3. Il résulte de ces dispositions qu’une personne qui n’a été ni appelée ni représentée à l’instance peut former tierce-opposition devant la juridiction qui a rendu la décision si celle-ci préjudice à ses droits.
4. Il ressort des pièces du dossier que l’arrêté en litige a été pris par le maire de Saint-Paul-le-Jeune, agissant au nom de l’Etat, en exécution de l’injonction prononcée par le tribunal administratif de Lyon dans son jugement du 6 juillet 2023. Eu égard à l’autorité de chose jugée s’attachant à ce jugement, qui a annulé pour excès de pouvoir le refus implicite opposé à la demande de M. B… et Mme D… tendant à ce que soit pris un arrêté interruptif des travaux réalisés par Mme A… et a enjoint au maire de prendre une telle mesure, et eu égard aux motifs qui sont le soutien nécessaire de ce jugement, le maire était tenu de prendre l’arrêté attaqué, prescrivant l’interruption desdits travaux. Dans ces conditions, et alors que Mme A…, si elle n’avait pas été mise en cause dans l’instance n° 2102657, a pu faire valoir ses arguments dans le cadre du recours en tierce opposition, qui fait l’objet d’un rejet par jugement du même jour, le jugement n’étant ainsi pas déclaré non avenu, cette situation de compétence liée fait obstacle à ce que Mme A…, qui n’était ainsi pas tiers au précédent litige, puisse utilement faire valoir que la procédure ayant conduit à l’édiction de l’arrêté du 19 juillet 2023 était irrégulière ou en contester les motifs. Par suite, l’ensemble des moyens de la requête étant inopérants, la requête de Mme A… doit être rejetée.
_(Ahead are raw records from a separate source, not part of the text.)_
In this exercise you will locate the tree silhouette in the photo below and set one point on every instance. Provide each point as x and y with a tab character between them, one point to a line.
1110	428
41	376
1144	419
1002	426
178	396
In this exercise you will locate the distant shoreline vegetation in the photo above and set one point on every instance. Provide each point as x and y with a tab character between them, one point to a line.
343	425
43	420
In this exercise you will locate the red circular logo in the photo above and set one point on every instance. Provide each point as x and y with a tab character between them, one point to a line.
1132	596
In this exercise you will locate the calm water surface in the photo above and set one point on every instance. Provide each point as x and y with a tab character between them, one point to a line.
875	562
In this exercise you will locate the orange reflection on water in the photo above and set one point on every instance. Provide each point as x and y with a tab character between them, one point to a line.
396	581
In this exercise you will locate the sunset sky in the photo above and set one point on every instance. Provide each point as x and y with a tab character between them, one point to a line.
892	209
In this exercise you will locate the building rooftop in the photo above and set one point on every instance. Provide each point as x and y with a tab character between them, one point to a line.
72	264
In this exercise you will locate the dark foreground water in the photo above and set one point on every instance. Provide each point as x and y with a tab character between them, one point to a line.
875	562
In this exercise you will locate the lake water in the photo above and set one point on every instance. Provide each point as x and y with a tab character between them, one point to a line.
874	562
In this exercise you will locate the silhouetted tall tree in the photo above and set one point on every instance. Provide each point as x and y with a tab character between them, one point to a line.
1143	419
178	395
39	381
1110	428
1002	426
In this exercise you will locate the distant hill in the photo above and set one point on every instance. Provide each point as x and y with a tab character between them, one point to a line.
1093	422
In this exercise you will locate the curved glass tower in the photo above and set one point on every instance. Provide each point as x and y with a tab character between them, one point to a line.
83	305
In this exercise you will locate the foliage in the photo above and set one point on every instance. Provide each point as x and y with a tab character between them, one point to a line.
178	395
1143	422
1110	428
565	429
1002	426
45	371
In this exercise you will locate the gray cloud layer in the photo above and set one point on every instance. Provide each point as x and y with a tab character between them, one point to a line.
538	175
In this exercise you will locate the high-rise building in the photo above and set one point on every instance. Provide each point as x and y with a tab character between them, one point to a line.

5. Les dispositions de l’article L. 761-1 du code de justice administrative font obstacle à ce qu’une somme soit mise à la charge « des défendeurs », qui n’ont pas la qualité de partie perdante à l’instance. M. B… et Mme D…, mis en cause par le tribunal en qualité d’observateurs, n’ayant pas la qualité de partie à l’instance, les conclusions qu’ils présentent au titre de l’article L. 761-1 du code de justice administrative ne peuvent qu’être rejetées.
D E C I D E :
Article 1er : La requête de Mme A… est rejetée.
Article 2 : Les conclusions présentées par M. B… et Mme D… sur le fondement de l’article L. 761-1 du code de justice administrative sont rejetées.
Article 3 : Le présent jugement sera notifié à Mme C… A… et au préfet de l’Ardèche.
Copie en sera adressée à M. F… B…, à Mme G… D… ainsi qu’à la commune de Saint-Paul-le-Jeune.
Délibéré après l’audience du 22 janvier 2026, à laquelle siégeaient :
- M. Thierry Besse, président,
- Mme Flore-Marie Jeannot, première conseillère,
- Mme Marie Chapard, première conseillère.
Rendu public par mise à disposition au greffe le 5 février 2026.
La rapporteure,
F.-M. E…
Le président,
T. Besse La greffière,
G. Reynaud
La République mande et ordonne au préfet de l’Ardèche en ce qui le concerne ou à tous commissaires de justice à ce requis en ce qui concerne les voies de droit commun contre les parties privées, de pourvoir à l’exécution de la présente décision.